Since Stuxnet was discovered two years ago, there has been a marked increase in both awareness and exposure to sophisticated and targeted cyber attacks. While nation-state sponsored attacks have been going on for decades, long before the discovery of Stuxnet, the unique sophistication of Stuxnet and its ability to cause actual physical damage to an infrastructure (in this case the nuclear capabilities of Iran) may have marked the beginning of a new era of cyber warfare.

The year 2010 was a watershed moment in cyber security. In January, Google publicly disclosed details about an advanced cyber-espionage campaign dubbed Operation Aurora (which Google said originated within China). The attack targeted dozens of companies, including Google, Adobe, Juniper Networks and Dow Chemical.

The disclosure by a public and well-known company, coupled with attribution to a nation-state, immediately sent shock waves into the community at large – the message was clear: Cyber espionage is real and no one is too big or too small to be a victim.

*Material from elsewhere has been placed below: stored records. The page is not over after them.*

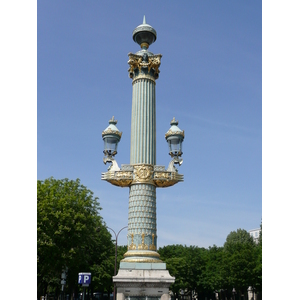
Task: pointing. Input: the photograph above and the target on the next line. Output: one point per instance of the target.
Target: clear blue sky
(64, 74)
(210, 80)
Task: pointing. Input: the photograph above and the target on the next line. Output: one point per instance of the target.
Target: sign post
(84, 279)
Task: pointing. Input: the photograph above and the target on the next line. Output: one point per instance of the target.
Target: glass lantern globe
(175, 138)
(111, 137)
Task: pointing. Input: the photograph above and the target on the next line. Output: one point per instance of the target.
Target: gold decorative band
(143, 174)
(142, 254)
(143, 76)
(148, 260)
(146, 45)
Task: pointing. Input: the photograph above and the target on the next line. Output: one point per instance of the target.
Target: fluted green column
(142, 227)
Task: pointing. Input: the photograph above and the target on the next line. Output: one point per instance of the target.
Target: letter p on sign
(84, 278)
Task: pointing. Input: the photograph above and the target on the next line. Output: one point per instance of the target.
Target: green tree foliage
(240, 260)
(67, 219)
(204, 271)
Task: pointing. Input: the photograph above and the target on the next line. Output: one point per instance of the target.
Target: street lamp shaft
(116, 254)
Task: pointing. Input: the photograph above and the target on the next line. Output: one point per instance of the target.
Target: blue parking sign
(84, 278)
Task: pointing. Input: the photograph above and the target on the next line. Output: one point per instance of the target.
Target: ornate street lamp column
(142, 175)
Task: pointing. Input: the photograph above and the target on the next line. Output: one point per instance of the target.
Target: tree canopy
(216, 269)
(68, 236)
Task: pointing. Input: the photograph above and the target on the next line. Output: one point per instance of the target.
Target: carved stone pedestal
(148, 281)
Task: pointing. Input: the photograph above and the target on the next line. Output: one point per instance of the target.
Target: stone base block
(143, 281)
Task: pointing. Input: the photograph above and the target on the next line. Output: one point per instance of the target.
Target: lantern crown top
(112, 128)
(174, 130)
(113, 121)
(144, 34)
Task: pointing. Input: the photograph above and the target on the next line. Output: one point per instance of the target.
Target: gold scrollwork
(152, 246)
(143, 174)
(136, 61)
(132, 246)
(118, 178)
(143, 246)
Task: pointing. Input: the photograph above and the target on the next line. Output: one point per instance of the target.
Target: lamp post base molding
(136, 281)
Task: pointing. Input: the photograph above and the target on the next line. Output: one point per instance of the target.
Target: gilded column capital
(142, 174)
(143, 65)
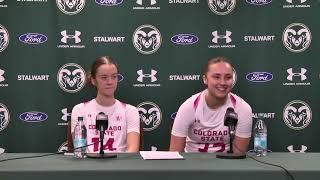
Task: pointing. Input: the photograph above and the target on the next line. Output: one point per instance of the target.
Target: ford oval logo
(259, 76)
(33, 38)
(173, 115)
(33, 116)
(259, 2)
(109, 2)
(184, 39)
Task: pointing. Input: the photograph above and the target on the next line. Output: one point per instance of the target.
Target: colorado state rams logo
(150, 114)
(221, 7)
(4, 38)
(4, 117)
(147, 39)
(71, 77)
(297, 115)
(296, 37)
(70, 7)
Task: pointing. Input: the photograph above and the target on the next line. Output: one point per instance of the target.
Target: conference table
(195, 166)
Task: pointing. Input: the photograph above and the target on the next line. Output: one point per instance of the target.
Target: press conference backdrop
(47, 46)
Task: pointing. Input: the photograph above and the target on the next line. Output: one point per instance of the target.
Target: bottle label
(260, 141)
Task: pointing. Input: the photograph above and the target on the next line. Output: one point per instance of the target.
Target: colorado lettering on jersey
(207, 135)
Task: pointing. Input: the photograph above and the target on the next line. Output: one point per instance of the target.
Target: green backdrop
(47, 45)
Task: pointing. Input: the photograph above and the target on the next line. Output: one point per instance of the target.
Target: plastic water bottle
(260, 138)
(80, 139)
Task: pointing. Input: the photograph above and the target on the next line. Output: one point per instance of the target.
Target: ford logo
(109, 2)
(33, 116)
(184, 39)
(259, 76)
(173, 115)
(259, 2)
(33, 38)
(120, 77)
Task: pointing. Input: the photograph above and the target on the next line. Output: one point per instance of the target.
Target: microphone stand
(230, 154)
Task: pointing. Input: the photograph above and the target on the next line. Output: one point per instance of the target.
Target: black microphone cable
(263, 162)
(49, 154)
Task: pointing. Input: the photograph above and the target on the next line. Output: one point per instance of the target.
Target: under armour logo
(302, 150)
(152, 75)
(301, 74)
(216, 36)
(66, 116)
(301, 1)
(66, 36)
(153, 2)
(1, 75)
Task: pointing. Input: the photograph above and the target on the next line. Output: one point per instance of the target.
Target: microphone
(101, 125)
(101, 122)
(231, 120)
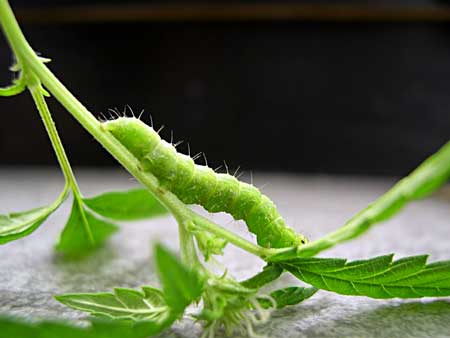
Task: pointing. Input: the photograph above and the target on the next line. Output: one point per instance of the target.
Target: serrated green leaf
(148, 305)
(126, 205)
(20, 224)
(269, 274)
(18, 328)
(378, 277)
(287, 296)
(83, 232)
(181, 285)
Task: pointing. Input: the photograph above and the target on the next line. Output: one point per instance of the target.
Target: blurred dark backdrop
(337, 87)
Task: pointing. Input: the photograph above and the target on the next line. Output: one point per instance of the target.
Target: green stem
(206, 225)
(180, 211)
(424, 180)
(17, 87)
(36, 92)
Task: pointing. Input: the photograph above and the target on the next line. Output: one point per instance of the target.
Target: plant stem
(36, 92)
(206, 225)
(424, 180)
(181, 212)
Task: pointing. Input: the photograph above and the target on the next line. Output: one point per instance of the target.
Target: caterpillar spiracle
(199, 184)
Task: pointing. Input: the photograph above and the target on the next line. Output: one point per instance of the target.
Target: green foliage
(181, 286)
(83, 232)
(177, 181)
(287, 296)
(17, 328)
(379, 277)
(148, 304)
(270, 273)
(19, 224)
(126, 205)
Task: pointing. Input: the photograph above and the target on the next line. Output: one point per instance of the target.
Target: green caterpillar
(198, 184)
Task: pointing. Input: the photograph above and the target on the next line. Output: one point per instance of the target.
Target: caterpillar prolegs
(199, 184)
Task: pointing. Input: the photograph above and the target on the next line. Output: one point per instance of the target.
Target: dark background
(332, 87)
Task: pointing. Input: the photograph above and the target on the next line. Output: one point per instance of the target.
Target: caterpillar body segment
(199, 184)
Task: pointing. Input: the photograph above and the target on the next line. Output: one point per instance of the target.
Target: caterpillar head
(134, 134)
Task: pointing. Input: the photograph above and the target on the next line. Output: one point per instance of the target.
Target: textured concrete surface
(30, 271)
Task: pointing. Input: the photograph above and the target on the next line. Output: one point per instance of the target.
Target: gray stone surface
(30, 271)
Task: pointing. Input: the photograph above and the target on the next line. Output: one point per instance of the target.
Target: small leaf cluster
(90, 222)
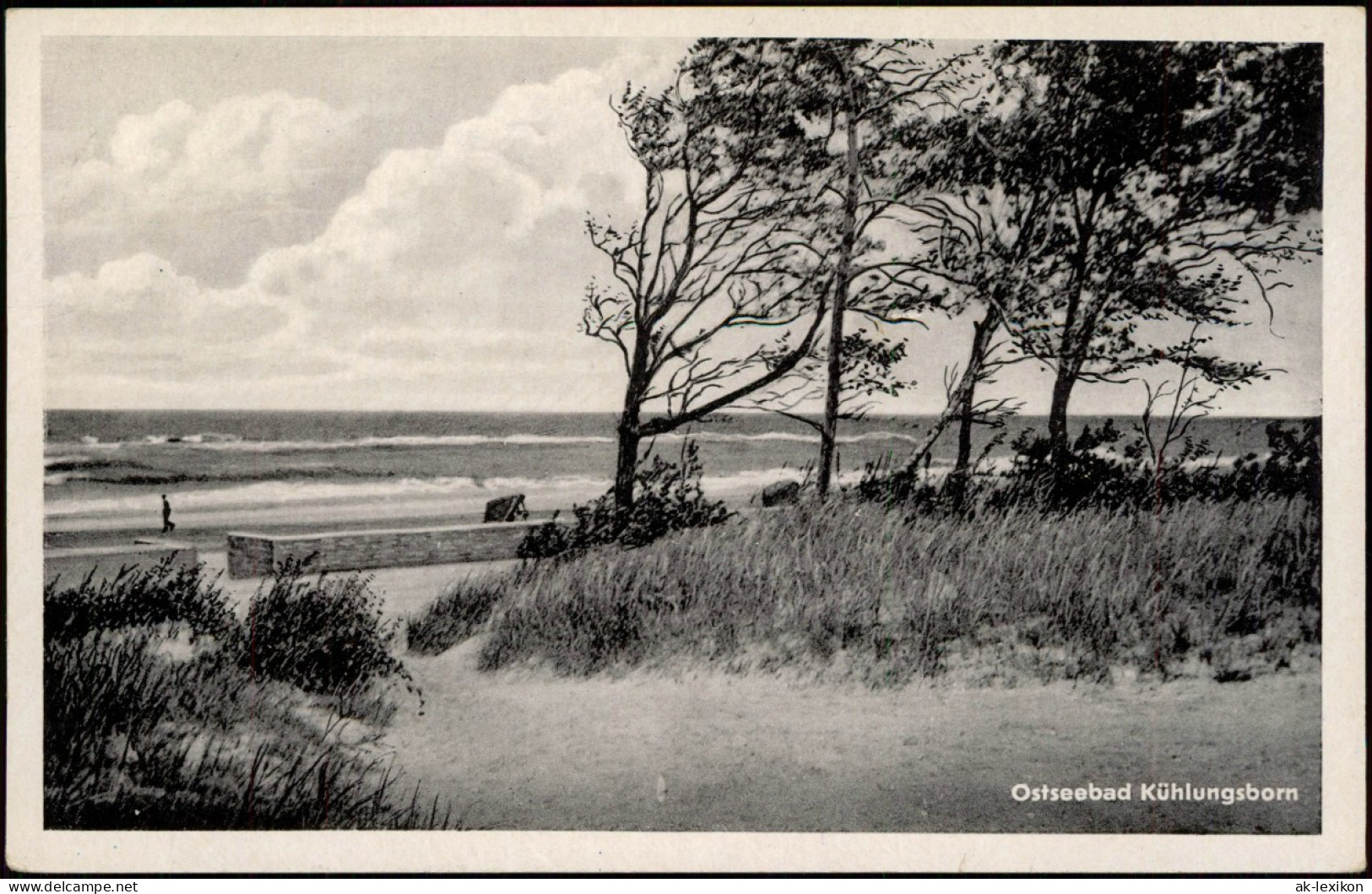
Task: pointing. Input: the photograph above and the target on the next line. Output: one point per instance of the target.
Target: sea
(105, 470)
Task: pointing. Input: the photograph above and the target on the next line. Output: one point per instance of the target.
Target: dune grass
(162, 712)
(866, 591)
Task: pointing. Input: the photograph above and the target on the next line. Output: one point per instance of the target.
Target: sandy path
(529, 750)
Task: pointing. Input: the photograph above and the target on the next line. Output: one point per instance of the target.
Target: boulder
(507, 509)
(781, 494)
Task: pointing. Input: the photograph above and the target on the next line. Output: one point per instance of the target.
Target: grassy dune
(854, 590)
(164, 712)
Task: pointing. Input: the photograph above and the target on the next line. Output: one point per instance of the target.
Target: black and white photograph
(862, 426)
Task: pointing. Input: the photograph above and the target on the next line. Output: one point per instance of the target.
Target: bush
(133, 740)
(458, 613)
(323, 637)
(155, 595)
(667, 496)
(142, 735)
(887, 595)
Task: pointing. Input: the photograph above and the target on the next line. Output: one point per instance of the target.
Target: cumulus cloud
(450, 279)
(209, 188)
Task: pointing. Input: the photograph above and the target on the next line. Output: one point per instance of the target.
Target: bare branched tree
(720, 252)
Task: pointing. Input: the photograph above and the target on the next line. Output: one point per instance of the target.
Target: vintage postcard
(585, 441)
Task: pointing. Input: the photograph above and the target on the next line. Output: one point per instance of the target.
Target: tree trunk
(626, 461)
(630, 431)
(829, 432)
(966, 398)
(1062, 384)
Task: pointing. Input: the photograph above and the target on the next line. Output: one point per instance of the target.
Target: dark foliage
(143, 734)
(667, 496)
(138, 598)
(458, 613)
(323, 637)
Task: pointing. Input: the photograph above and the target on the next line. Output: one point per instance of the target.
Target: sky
(394, 224)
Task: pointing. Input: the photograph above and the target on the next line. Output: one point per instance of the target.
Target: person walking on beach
(168, 525)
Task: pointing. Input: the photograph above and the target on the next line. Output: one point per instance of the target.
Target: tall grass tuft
(154, 595)
(892, 597)
(324, 635)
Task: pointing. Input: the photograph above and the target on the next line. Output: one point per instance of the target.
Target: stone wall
(72, 565)
(258, 555)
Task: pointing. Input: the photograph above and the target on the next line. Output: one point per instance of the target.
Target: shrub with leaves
(324, 635)
(138, 598)
(667, 496)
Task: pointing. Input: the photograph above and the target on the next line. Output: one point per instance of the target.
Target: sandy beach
(711, 751)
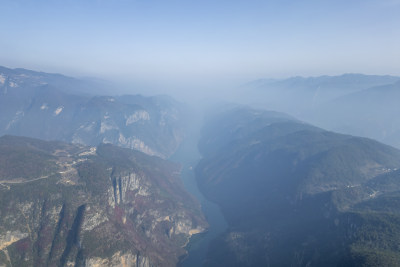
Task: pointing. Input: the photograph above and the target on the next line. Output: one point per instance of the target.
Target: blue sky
(238, 40)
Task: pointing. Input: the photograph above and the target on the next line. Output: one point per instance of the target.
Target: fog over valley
(202, 133)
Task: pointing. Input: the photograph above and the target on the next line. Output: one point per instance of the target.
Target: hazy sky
(209, 39)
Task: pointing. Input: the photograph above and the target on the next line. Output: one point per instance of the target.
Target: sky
(207, 40)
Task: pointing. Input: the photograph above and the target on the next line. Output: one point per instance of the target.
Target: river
(188, 156)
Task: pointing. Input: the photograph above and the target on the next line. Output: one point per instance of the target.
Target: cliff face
(83, 206)
(55, 107)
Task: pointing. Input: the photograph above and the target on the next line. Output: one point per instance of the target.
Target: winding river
(188, 156)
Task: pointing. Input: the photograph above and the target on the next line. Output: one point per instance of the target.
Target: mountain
(49, 106)
(23, 78)
(370, 112)
(297, 195)
(71, 205)
(298, 94)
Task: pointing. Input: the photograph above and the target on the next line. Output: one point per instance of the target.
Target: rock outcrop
(103, 206)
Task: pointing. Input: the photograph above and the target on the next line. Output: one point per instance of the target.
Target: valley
(131, 180)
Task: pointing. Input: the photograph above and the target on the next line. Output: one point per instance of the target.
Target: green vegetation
(296, 195)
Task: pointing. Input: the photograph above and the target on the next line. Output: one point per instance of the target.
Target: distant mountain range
(55, 107)
(296, 195)
(356, 104)
(72, 205)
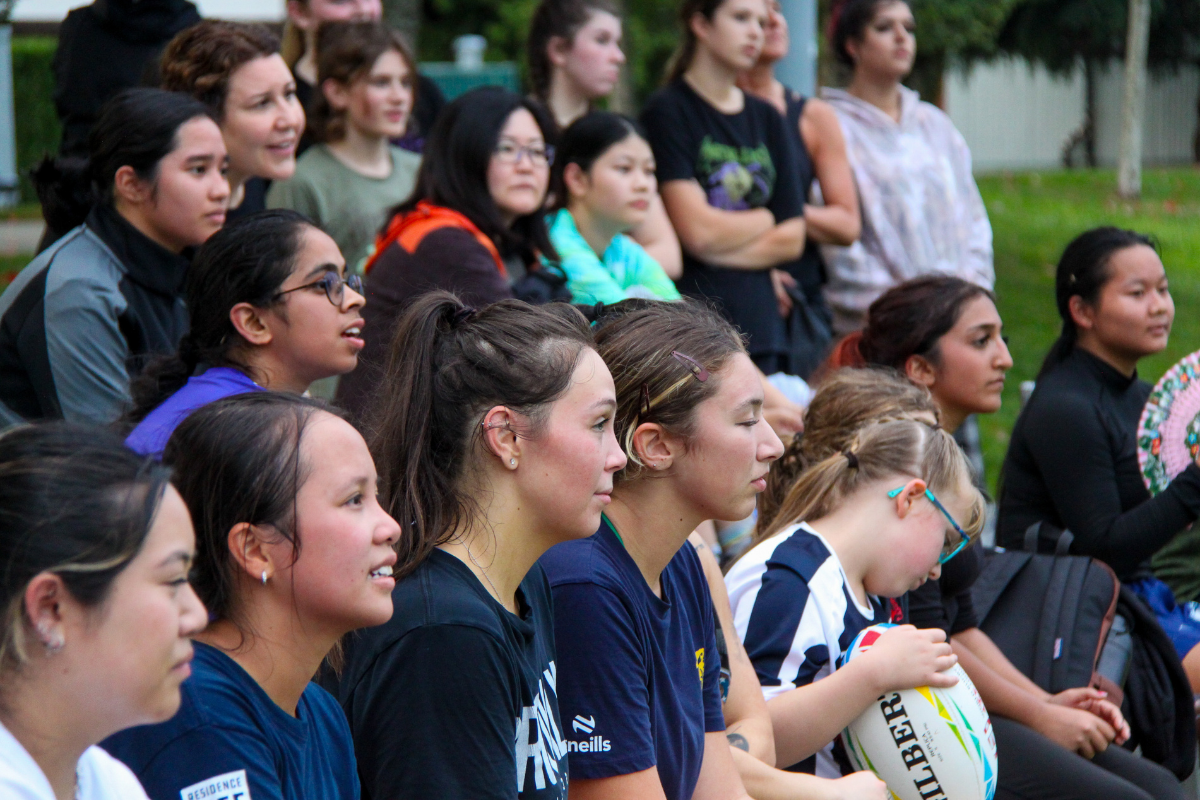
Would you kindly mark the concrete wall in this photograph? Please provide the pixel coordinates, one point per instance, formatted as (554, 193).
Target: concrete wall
(1014, 116)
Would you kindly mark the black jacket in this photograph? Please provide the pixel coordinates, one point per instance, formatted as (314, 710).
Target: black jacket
(103, 48)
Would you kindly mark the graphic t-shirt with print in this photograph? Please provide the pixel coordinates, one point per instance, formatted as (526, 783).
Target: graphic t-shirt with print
(742, 161)
(796, 615)
(455, 697)
(640, 680)
(231, 741)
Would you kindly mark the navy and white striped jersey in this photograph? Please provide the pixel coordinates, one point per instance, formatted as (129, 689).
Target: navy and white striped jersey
(796, 615)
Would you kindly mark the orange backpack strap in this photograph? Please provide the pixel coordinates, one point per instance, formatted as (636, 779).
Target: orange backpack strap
(408, 230)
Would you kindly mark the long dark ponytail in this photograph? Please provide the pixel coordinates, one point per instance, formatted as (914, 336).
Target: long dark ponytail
(1084, 270)
(136, 128)
(245, 262)
(449, 365)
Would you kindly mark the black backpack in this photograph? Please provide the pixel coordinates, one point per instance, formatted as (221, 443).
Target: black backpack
(1066, 621)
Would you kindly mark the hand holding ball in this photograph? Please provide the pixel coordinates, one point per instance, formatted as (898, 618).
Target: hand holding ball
(927, 743)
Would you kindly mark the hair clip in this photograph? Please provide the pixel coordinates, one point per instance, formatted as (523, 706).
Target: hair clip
(693, 365)
(461, 316)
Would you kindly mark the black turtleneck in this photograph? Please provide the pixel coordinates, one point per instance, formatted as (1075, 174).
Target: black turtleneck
(1073, 462)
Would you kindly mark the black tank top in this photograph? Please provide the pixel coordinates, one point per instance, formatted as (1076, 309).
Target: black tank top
(809, 270)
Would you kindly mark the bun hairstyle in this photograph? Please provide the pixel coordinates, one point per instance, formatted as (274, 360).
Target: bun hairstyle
(449, 365)
(1083, 271)
(346, 53)
(849, 20)
(907, 320)
(687, 49)
(247, 260)
(664, 358)
(136, 128)
(238, 461)
(454, 169)
(585, 140)
(201, 59)
(844, 403)
(557, 18)
(875, 451)
(75, 501)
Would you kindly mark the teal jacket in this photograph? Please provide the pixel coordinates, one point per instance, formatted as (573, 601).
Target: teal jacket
(625, 270)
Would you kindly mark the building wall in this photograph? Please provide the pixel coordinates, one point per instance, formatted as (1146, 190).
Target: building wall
(1014, 116)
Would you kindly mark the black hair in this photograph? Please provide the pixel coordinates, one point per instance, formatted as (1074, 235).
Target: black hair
(1083, 271)
(245, 262)
(238, 461)
(588, 138)
(454, 169)
(849, 20)
(136, 128)
(562, 18)
(75, 501)
(449, 365)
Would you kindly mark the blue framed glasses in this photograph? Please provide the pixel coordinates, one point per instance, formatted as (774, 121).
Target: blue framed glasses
(949, 549)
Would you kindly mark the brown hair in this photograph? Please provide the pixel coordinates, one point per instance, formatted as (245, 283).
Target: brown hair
(449, 365)
(687, 50)
(201, 59)
(346, 53)
(664, 358)
(844, 403)
(909, 320)
(563, 18)
(876, 451)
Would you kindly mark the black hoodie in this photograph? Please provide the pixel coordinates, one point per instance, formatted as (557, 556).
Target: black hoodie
(103, 48)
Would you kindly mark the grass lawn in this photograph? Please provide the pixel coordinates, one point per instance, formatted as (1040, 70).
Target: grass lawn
(1033, 216)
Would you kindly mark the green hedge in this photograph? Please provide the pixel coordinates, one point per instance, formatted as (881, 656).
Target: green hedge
(37, 125)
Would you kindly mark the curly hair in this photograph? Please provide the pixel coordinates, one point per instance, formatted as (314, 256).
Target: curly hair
(201, 59)
(346, 53)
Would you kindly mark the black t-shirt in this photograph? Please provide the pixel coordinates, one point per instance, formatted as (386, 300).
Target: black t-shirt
(742, 161)
(946, 602)
(1073, 462)
(455, 697)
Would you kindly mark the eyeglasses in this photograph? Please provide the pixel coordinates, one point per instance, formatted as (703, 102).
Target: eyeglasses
(951, 547)
(510, 152)
(333, 284)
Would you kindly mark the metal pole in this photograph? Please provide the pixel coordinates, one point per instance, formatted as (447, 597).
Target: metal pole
(9, 186)
(798, 68)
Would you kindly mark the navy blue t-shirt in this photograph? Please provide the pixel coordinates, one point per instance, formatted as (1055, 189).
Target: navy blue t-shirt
(231, 741)
(639, 681)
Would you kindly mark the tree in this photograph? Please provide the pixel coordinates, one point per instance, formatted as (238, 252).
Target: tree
(1062, 34)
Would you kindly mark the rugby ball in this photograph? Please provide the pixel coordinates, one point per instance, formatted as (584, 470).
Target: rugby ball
(925, 743)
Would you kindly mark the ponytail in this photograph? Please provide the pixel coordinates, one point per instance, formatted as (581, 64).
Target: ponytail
(1084, 270)
(449, 365)
(245, 262)
(876, 451)
(136, 128)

Less than six months later, in June 2010, Stuxnet was discovered. It was specifically designed to target an air-gapped network (a set of computers disconnected from the Internet) and utilized the largest set of unknown vulnerabilities (zero-days) in a single attack. Stuxnet was quickly and aptly dubbed a cyber superweapon.

These two attacks ushered in the Age of the Advanced Persistent Threat (APT) – cyber attacks launched by well-organized and well-funded nation-states specifically selecting their targets and utilizing sophisticated techniques to achieve long-term goals.

Cyber espionage had gone mainstream. Whether it is intellectual property and proprietary information used for social and economic gain, or intelligence used for political or military advantage, every computer system is a potential target and traditional computer security is ineffective at stopping the myriad threats.

During the past two years, we have seen dozens of high-profile cyber-espionage attacks successfully targeting thousands of companies, nearly every vertical, both private and public, and across every major country. Stuxnet begot Duqu, then Flame was discovered which begot Gauss.

In the world of cyber espionage, copying other people’s work requires only a browser and a search engine, so we’ve seen copycat attacks like the recent Shamoon. While run-of-the-mill malware – password stealing software, botnets, viruses – still accounts for the largest percentage of overall attacks, targeted and more advanced malware now represents the more costly problem in terms of information loss, reputation damage, and remediation.

The biggest lesson learned is also the biggest lesson ignored – companies need a new strategy for defending their information and their electronic borders. Many companies have started to invest in their own security operations centers (SOC) for tracking and responding to unknown threats. They recognize that, given the rise and success of targeted attacks, the enemy is likely already within their borders.

Knowing if you are under attack is as important as defending against future attacks. Unfortunately, too many companies have been either slow to respond or don’t yet believe they could be a victim. While Stuxnet, Duqu, Flame and Gauss targeted a specific region of the world (the Middle East), other attacks such as Aurora, Night Dragon, Shady RAT and Nitro were far less discriminating.

We’ve seen attacks target high-profile security companies, such as RSA, as well as small mom-and-pop businesses with special manufacturing processes or secret formulae that are coveted by rivals. In today’s interconnected world, it’s not just what you know, it’s who you know; we’ve seen companies targeted solely to get to their customers or contacts. The reality is that every company is now sitting on the cyber battlefield, whether they are a willing or reluctant participant.